The newspaper was sold in 1958 to Dale E. Royer, from Three Rivers who kept Bill Simmons as editor. Royer was a printer by profession and later said, "I tried writing something for the paper just once and got myself in a lot of trouble, so I left the writing to Bill from then on."
In 1957 a new flag (the paper's nameplate on the front page) was created by local artist Fred Stearns. There is a lot of history in the flag if you look closely. The perspective is fictitious although you might come close from the back porch of the old Douglas schoolhouse. At left is the brand new St. Peter's Church, center the Michael Brown Spencer house which served as the first Tara restaurant. It burned and was rebuilt and recently razed. In the center, Mt. Baldhead and the radar before the dome was put on, and in the water the twin-stacked excursion boat, Island Queen. To the right, Coral Gables and the Big Pavilion, which burned in 1960 and the school up on the hill. In June of 1965 Royer sold the newspaper to William R. Parker, an advertising man from Dearborn, who rapidly found out that a small town newspaper was not the kind of new life he was looking for. He left in 1967 and shortly afterwards moved the family to Australia.
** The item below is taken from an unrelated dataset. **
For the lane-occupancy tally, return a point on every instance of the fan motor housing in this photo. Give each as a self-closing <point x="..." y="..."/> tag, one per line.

The new owners were Kit and Art Lane, formerly of Detroit, most recently of Murphysboro, Illinois, who ran it for 21 years establishing a new record as local owners. In 1868 they celebrated the newspaper's centennial with a special edition. After all of the children were in school they purchased The Fennville Herald which Kit edited from 1978 TO 1988. It was said to be the only his and hers newspapers in the state.
Both newspapers were sold in 1988 to Kaechle publications. the present owners.